もてあそんでいたシャープペンシルをおいて自己紹介を聞き入っていた。
窓側の席の俺は本来ならこんな話聞かないで平気で運動場をみていたりするハズなのに、全くどうかしている。



教育実習生の待機教室には、その男しかいなかったのでしめたとばかりに引き戸を引いた。
「土井先生。」
声をかけると、後ろを向いていた男はしばらく動かなかったが、小さく、あ、俺か、と言ったのに少し笑いそうになった。
教育実習生が、振り返って、俺をみてにっこり笑う。
「あぁ、利吉君。どうしたの」「質問よろしいですか」
質問も何も、俺は先生授業を受けていないのだが、何の教科を教えているかはもう調べたし、ここへきてまだ何日もたっていないから、教えてる生徒の顔だってわからないはずだ。
「構わないよ、やっぱりわかりにくかったかな」
そう言って恥ずかしそうに笑った土井先生に、なにも考えてなかった私は一瞬詰まって、それから用意した質問を口にする。
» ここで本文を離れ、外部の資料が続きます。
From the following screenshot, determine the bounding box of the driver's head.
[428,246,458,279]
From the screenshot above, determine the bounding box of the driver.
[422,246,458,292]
後から考えれば、先生はまだ名乗ってもいない私のことをすっと呼んでいて、その後あれ?と首を傾げていたのだが、なんとかしたくて必死だった私はどこかでお会いしませんでしたかと一体何世紀前の口説き方だと思われそうな事しか思い付かないこの貧相な語彙力に、女装癖がある実の親父をやいやい言えないな、とがっかりしていたのだった。


全く、どうかしている!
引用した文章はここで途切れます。